I decided to take part in the VA Premed Hospice Program to get myself out of my comfort zone. I wanted to experience death. I wanted to experience keeping my emotions limited because I thought this is how physicians act. The program is not only working at the hospice but reading the prompts and attending the discussion sessions. These prompts and discussion sessions really allowed me to understand death in its raw beauty. During these discussions I was able to open up about my grandma’s death and come to terms with my feelings. I was able to understand that death must be dealt with love and this is how physicians must deal with terminally ill patients. Death is a key facet of our humanity and talking about death is how we begin to explore our intrinsic humanity.

Through both the discussions and prompts I was able to really understand death. Talking about death has never been something I have been comfortable with but being able to talk about death at the discussions really opened me up to the subject. Talking about death has helped me associate the idea of death with freedom, peace, and a light instead of loss, despair, and agony. Death is not the end but a beginning. It is a process that must be accompanied by love and companionship from those around them.

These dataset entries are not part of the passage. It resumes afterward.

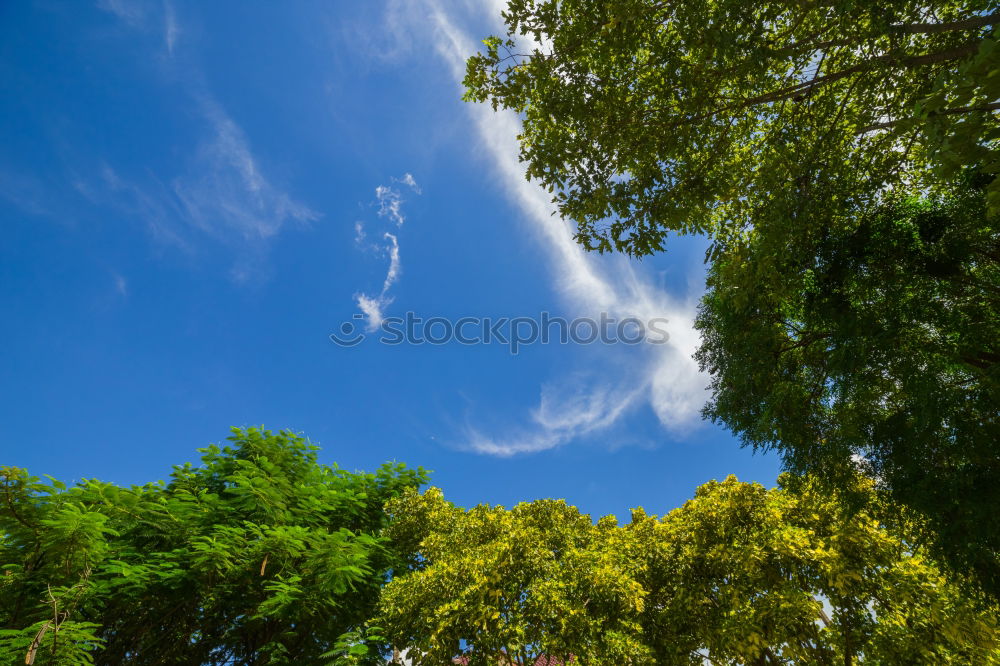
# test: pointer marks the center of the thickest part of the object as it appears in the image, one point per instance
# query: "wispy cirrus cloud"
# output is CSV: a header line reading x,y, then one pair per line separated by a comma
x,y
221,191
664,377
224,191
390,203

The prompt that influenced me the most was the last one “What our cells teach us about death”. It is completely true that much of us are talking about and experiencing death around us. Since humans spend much of our lives denying death, we try to evade it. This is in part the reason why physicians find the need to continuously offer treatments to terminal patients when they know it will be futile. Through this prompt and the program I have understood that Hospice is an option for these patients rather than putting them through treatments that may destroy the quality of life of the patient. This program has transformed my idea of death and the way I will view it in the future as a physician. During the time when my grandma had cancer she had an in home hospice-like caretaker who gave her companionship and took care of her needs. At that point of her life, she didn’t need a physician to cure her of the cancer, but someone who can provide her comfort during her last days. Being a part of the program has opened my eyes to death and confirmed my aspirations to become both of those personas as a physician.